In the summer of 2023, as AI-powered tools became increasingly popular with the public release of ChatGPT, my co-founder Pirmin Steiner and I decided to explore its potential in the news media space and build our own AI tool.
Context
A recent study by Reuters highlighted a peak in news avoidance worldwide, which we believed was primarily influenced by the emotional tone of news headlines. We wanted to explore whether the news media was contributing to information fatigue through consistently negative headlines.
Our goal was to create a tool that would help journalists and writers understand the emotional impact of their headlines, potentially encouraging a more positive or balanced approach to news reporting.
Background
As a member of the sost collective, I took on the role of developing Spindoctor, an OpenAI GPT wrapper designed to analyze and categorize the sentiment of article headlines.
My responsibilities included creating the MVP, designing prompts for sentiment detection, and setting up a Firebase database to store queries and their corresponding AI responses. This data collection was intended to improve the model's accuracy over time.
Process
Our journey began with researching existing studies on news sentiment and its effects on reader engagement. We discovered a surprising insight: Both negative and positive headlines could significantly impact reader interest, challenging the common belief that negativity alone drives clicks. This insight led us to believe that news outlets could benefit from a tool that helps them craft more engaging, potentially positive headlines.
To test our hypothesis, we first evaluated the capabilities of OpenAI's GPT model for sentiment analysis. Unlike traditional sentiment analysis techniques that rely on word-level scoring, GPT's strength lay in its contextual understanding. I created a simple prompt designed to categorize a given headline as positive, neutral, or negative.
For a robust testing phase, I scraped over 1,000 headlines from Austrian news outlets such as Kleine Zeitung, Die Presse, and Kronen Zeitung via their publicly available RSS feeds. This dataset provided a diverse range of real-world examples for evaluation. To establish a baseline, both Pirmin and I manually categorized each headline into positive, neutral, or negative sentiment categories. This manual classification served as a benchmark to compare against the AI's performance.
Upon running our dataset through the GPT model, we found that the AI's sentiment classifications were remarkably consistent with our manual evaluations. Interestingly, the AI demonstrated a higher level of agreement with our combined human judgment than we did with each other, underscoring the model's potential reliability and objectivity.
Recognizing that journalists and writers would need more than just a sentiment label, I developed a supplementary prompt to generate a reasoning step. This provided a concise explanation of why the AI assigned a particular sentiment to a headline. The reasoning capability was critical for user trust, allowing journalists to understand the AI's thought process and potentially learn from its analysis.
Solution
While refining the AI's capabilities, we developed the front-end of the application. I implemented a React-based interface, featuring a simple and intuitive design inspired by Google's minimalistic search aesthetic. The primary user interaction was centered around an input field where users could enter their headline.

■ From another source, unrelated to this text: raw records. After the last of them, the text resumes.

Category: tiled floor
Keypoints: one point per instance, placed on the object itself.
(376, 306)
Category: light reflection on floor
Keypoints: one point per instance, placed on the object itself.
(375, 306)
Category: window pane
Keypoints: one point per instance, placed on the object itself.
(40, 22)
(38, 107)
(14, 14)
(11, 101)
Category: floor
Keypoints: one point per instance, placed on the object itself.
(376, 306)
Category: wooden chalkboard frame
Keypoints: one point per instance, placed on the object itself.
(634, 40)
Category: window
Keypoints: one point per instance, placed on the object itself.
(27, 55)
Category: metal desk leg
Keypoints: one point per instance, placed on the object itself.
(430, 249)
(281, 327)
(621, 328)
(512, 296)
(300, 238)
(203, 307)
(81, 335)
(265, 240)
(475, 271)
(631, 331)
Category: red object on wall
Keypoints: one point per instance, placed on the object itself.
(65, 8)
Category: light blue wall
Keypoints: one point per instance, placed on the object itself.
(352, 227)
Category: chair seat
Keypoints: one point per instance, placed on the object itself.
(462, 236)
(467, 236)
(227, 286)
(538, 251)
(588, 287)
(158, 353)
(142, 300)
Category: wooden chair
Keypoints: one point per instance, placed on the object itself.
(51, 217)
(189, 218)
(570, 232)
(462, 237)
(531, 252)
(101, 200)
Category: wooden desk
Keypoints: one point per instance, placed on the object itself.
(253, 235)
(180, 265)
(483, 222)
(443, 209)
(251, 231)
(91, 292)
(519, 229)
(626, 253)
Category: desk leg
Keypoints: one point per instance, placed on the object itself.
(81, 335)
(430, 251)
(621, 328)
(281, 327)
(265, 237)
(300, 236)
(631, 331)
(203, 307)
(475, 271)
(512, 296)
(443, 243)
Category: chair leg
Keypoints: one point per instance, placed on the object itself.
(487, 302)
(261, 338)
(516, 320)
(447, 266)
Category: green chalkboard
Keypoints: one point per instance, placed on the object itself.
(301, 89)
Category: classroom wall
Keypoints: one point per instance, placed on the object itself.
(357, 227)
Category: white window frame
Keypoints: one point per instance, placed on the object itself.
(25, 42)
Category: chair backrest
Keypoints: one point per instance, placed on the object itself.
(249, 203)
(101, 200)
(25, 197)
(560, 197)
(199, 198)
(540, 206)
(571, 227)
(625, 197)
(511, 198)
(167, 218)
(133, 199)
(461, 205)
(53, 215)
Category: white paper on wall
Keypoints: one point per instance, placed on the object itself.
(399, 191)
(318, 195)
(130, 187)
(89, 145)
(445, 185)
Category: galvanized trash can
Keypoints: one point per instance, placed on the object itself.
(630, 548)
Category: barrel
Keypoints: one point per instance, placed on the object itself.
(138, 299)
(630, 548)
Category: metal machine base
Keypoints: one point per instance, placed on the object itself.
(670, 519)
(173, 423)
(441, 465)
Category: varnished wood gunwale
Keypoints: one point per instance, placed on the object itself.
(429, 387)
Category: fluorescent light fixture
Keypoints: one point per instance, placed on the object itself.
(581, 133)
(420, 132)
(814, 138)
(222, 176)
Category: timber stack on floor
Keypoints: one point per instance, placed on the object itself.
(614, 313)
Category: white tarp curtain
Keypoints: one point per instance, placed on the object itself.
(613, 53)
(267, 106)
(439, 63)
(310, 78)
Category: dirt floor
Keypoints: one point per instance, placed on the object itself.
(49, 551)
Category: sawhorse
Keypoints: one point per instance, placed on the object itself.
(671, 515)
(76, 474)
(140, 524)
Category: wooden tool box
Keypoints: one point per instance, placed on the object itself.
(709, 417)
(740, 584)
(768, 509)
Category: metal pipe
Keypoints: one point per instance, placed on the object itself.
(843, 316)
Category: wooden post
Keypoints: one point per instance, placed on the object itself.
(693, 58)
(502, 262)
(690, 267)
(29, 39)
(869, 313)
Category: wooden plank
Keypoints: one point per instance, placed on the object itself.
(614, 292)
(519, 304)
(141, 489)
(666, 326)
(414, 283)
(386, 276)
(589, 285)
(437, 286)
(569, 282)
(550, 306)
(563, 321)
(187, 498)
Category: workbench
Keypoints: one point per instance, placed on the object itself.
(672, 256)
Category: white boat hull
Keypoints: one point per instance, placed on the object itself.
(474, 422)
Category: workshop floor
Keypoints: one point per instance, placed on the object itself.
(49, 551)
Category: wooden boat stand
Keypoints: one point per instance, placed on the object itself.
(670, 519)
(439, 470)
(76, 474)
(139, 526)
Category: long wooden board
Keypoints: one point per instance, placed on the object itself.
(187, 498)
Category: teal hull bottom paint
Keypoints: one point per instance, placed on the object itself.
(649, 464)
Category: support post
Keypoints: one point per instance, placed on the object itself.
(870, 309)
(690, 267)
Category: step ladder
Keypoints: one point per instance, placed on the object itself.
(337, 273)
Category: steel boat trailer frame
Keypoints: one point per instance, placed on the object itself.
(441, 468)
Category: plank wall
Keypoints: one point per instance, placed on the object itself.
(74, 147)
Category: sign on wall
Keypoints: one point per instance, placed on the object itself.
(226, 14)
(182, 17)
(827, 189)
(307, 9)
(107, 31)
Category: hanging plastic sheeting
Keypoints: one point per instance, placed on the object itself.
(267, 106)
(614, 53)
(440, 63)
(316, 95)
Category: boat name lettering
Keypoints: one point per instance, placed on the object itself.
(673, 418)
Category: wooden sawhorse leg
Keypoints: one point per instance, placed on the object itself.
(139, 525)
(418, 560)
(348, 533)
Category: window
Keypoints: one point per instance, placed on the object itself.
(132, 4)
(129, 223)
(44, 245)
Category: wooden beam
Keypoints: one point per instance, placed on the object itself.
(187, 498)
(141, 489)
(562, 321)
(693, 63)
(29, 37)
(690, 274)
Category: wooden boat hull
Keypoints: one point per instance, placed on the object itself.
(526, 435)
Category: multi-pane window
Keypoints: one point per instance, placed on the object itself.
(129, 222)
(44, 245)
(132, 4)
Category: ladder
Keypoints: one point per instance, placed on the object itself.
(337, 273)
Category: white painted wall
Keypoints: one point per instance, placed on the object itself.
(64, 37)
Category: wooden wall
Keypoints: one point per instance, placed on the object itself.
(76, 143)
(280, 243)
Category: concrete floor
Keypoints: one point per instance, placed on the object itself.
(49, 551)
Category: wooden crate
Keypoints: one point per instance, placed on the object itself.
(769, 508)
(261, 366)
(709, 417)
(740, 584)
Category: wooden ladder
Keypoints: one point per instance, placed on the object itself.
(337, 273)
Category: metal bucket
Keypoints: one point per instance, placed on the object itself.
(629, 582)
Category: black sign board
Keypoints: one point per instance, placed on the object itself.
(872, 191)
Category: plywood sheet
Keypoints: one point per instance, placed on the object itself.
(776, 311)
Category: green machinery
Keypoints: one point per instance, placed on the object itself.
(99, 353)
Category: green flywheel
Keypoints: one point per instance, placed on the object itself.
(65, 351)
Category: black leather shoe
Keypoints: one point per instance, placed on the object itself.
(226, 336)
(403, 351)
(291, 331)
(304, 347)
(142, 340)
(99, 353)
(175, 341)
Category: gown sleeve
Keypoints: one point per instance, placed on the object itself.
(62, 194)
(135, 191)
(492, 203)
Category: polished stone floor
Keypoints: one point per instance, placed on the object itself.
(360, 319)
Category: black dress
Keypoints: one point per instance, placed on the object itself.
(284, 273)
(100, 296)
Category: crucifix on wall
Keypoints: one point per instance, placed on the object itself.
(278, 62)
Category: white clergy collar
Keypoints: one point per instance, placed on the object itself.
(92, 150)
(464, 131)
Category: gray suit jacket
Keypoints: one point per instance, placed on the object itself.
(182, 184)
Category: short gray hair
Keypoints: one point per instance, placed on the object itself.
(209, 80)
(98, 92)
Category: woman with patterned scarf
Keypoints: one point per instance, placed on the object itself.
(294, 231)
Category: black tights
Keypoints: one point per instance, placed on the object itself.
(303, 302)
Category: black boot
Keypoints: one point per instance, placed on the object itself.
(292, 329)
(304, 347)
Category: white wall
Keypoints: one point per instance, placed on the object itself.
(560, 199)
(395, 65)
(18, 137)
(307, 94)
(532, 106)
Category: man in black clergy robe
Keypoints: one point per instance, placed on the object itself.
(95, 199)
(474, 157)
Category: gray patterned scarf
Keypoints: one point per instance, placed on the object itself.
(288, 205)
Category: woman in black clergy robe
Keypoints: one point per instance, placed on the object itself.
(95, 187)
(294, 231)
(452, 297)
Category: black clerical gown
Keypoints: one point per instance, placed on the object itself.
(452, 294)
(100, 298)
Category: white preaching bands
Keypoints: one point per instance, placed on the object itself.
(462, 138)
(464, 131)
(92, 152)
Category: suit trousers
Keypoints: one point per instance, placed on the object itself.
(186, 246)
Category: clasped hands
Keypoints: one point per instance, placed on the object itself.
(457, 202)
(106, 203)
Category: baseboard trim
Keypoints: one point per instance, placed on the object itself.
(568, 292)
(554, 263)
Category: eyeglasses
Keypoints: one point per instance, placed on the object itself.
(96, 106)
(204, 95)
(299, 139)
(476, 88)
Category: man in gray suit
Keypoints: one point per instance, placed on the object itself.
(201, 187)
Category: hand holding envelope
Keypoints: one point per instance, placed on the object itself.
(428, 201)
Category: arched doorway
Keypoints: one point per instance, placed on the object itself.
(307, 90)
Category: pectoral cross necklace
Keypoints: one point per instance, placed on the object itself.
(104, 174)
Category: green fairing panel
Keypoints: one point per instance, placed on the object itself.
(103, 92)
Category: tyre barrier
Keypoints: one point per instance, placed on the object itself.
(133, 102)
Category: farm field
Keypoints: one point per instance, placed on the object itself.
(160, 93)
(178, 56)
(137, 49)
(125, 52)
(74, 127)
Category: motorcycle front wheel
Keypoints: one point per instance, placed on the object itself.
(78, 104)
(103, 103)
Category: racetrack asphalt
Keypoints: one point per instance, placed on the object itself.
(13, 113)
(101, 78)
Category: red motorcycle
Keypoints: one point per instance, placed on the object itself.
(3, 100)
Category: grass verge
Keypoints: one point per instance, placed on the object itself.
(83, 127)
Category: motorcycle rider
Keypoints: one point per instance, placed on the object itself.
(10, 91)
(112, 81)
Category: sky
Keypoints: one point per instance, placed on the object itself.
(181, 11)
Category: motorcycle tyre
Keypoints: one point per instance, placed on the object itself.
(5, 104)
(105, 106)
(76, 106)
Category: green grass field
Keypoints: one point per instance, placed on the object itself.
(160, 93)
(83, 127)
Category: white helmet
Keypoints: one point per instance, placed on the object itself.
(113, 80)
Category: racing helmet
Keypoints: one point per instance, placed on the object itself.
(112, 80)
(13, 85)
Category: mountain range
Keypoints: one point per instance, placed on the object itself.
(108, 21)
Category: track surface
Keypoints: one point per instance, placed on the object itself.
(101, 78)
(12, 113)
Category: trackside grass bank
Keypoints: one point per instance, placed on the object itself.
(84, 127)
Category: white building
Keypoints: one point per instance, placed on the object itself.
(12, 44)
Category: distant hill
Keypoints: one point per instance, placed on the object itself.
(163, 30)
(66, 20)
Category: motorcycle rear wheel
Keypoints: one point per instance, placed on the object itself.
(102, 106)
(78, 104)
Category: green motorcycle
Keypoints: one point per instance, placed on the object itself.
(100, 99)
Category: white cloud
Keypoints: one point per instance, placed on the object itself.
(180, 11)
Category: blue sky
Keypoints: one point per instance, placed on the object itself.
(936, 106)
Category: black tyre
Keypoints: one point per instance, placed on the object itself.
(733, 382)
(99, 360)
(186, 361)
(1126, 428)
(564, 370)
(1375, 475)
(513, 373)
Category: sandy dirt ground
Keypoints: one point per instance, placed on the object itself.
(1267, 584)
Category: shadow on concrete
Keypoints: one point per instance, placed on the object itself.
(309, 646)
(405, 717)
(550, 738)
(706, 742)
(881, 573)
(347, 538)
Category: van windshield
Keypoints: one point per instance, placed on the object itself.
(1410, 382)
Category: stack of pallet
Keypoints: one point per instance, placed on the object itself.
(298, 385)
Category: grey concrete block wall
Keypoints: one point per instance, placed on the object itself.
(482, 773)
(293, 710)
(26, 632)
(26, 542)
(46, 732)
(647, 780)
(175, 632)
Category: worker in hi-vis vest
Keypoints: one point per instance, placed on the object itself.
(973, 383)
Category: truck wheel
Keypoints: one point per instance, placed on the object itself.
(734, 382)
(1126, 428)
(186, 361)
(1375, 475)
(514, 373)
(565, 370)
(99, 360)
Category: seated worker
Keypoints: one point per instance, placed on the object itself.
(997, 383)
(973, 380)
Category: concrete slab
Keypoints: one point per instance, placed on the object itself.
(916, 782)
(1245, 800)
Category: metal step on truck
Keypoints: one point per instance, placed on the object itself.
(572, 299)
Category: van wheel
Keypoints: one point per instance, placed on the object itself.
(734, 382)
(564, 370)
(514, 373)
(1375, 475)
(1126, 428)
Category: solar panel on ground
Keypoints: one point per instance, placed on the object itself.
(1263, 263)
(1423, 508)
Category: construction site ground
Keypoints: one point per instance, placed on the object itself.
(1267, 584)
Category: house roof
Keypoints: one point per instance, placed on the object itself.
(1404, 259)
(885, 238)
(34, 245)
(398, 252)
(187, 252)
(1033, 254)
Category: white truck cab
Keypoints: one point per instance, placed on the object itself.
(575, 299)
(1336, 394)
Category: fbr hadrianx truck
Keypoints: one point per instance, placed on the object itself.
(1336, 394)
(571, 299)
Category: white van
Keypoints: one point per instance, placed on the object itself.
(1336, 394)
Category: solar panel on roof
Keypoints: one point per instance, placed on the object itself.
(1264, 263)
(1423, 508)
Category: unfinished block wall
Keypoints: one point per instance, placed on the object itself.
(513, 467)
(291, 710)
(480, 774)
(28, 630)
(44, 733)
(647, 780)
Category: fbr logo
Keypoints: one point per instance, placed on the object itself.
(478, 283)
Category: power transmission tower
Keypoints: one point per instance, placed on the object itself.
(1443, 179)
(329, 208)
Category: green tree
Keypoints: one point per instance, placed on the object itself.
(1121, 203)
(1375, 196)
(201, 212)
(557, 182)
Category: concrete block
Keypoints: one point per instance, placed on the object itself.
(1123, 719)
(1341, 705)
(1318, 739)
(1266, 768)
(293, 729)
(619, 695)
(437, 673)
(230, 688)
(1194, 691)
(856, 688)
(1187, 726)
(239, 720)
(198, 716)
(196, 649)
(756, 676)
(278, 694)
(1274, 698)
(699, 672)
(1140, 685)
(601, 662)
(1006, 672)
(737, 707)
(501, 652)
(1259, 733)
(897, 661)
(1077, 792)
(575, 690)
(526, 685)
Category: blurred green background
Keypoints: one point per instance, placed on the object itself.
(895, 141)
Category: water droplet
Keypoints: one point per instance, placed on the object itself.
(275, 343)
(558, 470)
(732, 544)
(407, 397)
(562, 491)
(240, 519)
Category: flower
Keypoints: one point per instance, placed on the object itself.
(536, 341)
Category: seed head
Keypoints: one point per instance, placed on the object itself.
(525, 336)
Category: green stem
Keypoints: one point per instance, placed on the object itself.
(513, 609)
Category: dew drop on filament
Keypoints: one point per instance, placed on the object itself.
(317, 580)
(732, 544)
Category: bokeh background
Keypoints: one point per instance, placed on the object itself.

The MVP for spindoctor attracted over 2000 headline checks in the course of a few days
Upon submission, the application would return a sentiment classification (positive, neutral, negative) along with a brief explanation, all delivered within seconds. This real-time feedback was designed to fit seamlessly into a journalist's workflow, providing immediate, actionable insights.
After building the MVP, we conducted a quick design sprint to refine the user experience. Pirmin focused on creating compelling copy and fine-tuning the UI to ensure clarity and ease of use.
We tested the application with a small group of journalists and friends in the industry, gathering feedback on both the accuracy of the AI's sentiment analysis and the usability of the interface. We used Firebase for data storage, capturing the headlines and AI responses to refine our prompts and improve accuracy.
Within a week, spindoctor was live, shared via our LinkedIn networks and among friends.
Impact
Within the first 24 hours of launch, Spindoctor attracted over 100 users who submitted more than 1,500 headlines for analysis.
The response exceeded our expectations, requiring an increase in our OpenAI API budget to accommodate the surge in usage. Feedback from users, including journalists, was overwhelmingly positive, with many appreciating the AI's nuanced reasoning behind its classifications. This feedback loop was invaluable, helping us fine-tune the prompts and improve the tool's reliability.
Reflection
Building Spindoctor was a thrilling venture into the AI space, particularly given the nascent state of the technology at the time. I learned firsthand the limitations and quirks of GPT, such as occasional inconsistencies in responses, which posed challenges for our backend systems. However, the rapid, iterative development process was invigorating and allowed us to quickly bring a functional product to market. The project also provided a solid foundation for future work with the OpenAI API, equipping me with the skills and confidence to tackle more complex AI-driven projects.
It was a valuable lesson in balancing speed and quality, navigating the constraints of a self-funded project, and leveraging AI's potential to create meaningful, impactful tools.